Working through Will the Boat Sink the Water? The Life of China's Peasants is one of the most difficult reading experiences I've had. With the possible exception of a few works about suicide and the holocaust, this book has had the largest emotional impact of any work I've read.
The book, which is banned, was written by two Chinese journalists, who have been forced to live in hiding, about mistreatment of peasants by village- and town-level Party officers.
"Mistreatment" is the wrong word to use, really, since in most of the cases the peasants are extorted, abused, beaten, and murdered by local officials, who then go uninvestigated and unpunished...unless the case somehow becomes publicized and garners enough public outrage that Beijing is forced to act.
What makes this book so difficult to read is that every nasty, petty, irritating thing about Chinese society is magnified and personified in the thugs who have wound up as local authorities.

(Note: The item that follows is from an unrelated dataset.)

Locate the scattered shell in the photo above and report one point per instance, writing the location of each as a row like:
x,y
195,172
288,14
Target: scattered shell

The rural life depicted in this book is basically feudal. It is horrible to read, but vital. It gives context, for example, to recent reports about a certain blind activist who is under house arrest enforced by a band of 100 thugs hired by local authorities to keep everyone out. Stories like that sound too fantastic to be true, even to Chinese who are skeptical about conditions here; after reading this book, I believe them.
Highly recommended. Essential China reading. The most difficult thing I've read.